We're pairing that intelligence with next-generation hardware to create a universal interface between humans and machines. While today's AI largely operates through chat boxes and decade-old devices, Hark is focused on what comes next: agentic systems that interact naturally with people and the real world.
To get there, we're developing multimodal models and next-generation AI hardware together - designed from the ground up as a single, unified interface for a new era of intelligent systems.
About the Role
We're hiring a Member of Technical Staff (Real-Time Audio) to join our Product Engineering team. Hark’s voice agent holds real-time, full-duplex conversations with people in homes, cars, and noisy rooms. That experience is only as good as the audio underneath it.
This role owns the real-time audio that makes conversations feel natural (echo cancellation, noise suppression, and voice activity detection) as production code in our live client. This is not a research role and not a DSP theory role. We're looking for someone who can do both: understand the signal processing and ship the code.
Responsibilities
- Own audio quality on the client: echo, self-interruption, dropouts, and clipping
- Build and tune the browser audio pipeline with the Web Audio API, AudioWorklet, and getUserMedia constraints
- Work the WebRTC audio path end to end: AEC, noise suppression, and VAD
- Ship DSP to the client as C++/Rust compiled to WebAssembly, and as TypeScript in the audio pipeline
- Tune endpointing, interruption, and turn-taking so the agent listens like a person
- Reduce conversational latency and artifacts across the streaming pipeline
- Work in our React/TypeScript client where audio meets the UI
- Manage features end-to-end from prototyping through production
- Collaborate with designers, platform engineers, and our speech team.
Requirements
- 5+ years of software engineering experience
- Shipped real-time audio into a product used by real users
- Hands-on experience with WebRTC, AEC (echo cancellation), noise suppression, and VAD
- Strong DSP fundamentals: adaptive filtering, STFT, resampling, and gain control
- C/C++ or Rust for production DSP, and experience shipping it to the browser via WebAssembly
- Working knowledge of the browser audio stack: Web Audio API, AudioWorklet, and MediaStream constraints
- Comfort with latency, buffering, and sample rates in a streaming audio pipeline
- Owns features end-to-end and works comfortably in a shared production codebase.
Bonus Qualifications
- Experience working at a voice, speech, or video-conferencing company
- ML for audio: noise suppression, VAD, or source separation (e.g. RNNoise, DeepFilterNet, Silero VAD), and on-device inference (ONNX Runtime, Core ML)
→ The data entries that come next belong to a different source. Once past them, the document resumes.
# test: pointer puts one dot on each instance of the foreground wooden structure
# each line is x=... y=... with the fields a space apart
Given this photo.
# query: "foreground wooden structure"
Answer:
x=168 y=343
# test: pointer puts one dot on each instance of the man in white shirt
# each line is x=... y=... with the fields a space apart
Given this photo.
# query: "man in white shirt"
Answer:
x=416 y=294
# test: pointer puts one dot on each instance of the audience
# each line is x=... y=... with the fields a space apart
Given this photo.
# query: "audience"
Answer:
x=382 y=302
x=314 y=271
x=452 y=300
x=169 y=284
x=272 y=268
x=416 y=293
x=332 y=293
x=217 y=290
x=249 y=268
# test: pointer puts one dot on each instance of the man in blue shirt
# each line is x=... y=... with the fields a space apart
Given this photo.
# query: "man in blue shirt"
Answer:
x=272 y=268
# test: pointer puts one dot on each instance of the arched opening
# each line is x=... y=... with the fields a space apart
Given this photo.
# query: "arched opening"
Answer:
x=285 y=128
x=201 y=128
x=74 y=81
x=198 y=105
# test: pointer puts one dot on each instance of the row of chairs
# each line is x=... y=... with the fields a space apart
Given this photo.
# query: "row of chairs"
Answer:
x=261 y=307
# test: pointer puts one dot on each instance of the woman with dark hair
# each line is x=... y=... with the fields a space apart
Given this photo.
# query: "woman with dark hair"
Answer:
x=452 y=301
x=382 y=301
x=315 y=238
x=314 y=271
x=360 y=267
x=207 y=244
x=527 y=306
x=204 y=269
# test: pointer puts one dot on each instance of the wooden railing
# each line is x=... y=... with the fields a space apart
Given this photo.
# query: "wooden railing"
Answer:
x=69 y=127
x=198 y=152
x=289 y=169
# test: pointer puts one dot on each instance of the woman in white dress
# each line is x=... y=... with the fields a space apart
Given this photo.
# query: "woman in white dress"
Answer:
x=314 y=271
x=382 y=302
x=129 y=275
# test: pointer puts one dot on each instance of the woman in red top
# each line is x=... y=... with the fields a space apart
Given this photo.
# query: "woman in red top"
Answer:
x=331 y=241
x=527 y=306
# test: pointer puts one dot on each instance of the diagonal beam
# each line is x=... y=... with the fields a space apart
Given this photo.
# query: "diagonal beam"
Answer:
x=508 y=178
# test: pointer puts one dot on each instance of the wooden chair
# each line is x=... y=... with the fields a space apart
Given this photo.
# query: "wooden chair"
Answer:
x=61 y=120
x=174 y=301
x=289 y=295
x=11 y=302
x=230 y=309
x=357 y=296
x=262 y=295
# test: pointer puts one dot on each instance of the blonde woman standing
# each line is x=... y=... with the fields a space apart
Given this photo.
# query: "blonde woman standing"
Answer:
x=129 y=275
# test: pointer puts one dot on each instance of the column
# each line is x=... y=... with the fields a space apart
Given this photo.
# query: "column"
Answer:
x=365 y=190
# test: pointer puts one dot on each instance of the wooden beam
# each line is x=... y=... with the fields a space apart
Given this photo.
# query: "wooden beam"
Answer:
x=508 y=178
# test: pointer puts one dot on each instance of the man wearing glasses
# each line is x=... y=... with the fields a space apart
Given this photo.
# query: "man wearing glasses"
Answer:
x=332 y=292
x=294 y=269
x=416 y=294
- Familiarity with WebRTC internals (the Audio Processing Module, AEC3, Opus) and voice-agent frameworks (LiveKit, Pipecat)
- TypeScript and React, and comfort working across the product frontend
- Experience with target-speaker isolation, diarization, or barge-in and turn-detection systems for conversational AI.
Compensation
The US base salary range for this full-time position is between $170,000–$400,000 annually.
The pay offered for this position may vary based on several individual factors, including job-related knowledge, skills, and experience. The total compensation package may also include additional components/benefits depending on the specific role. This information will be shared if an employment offer is extended.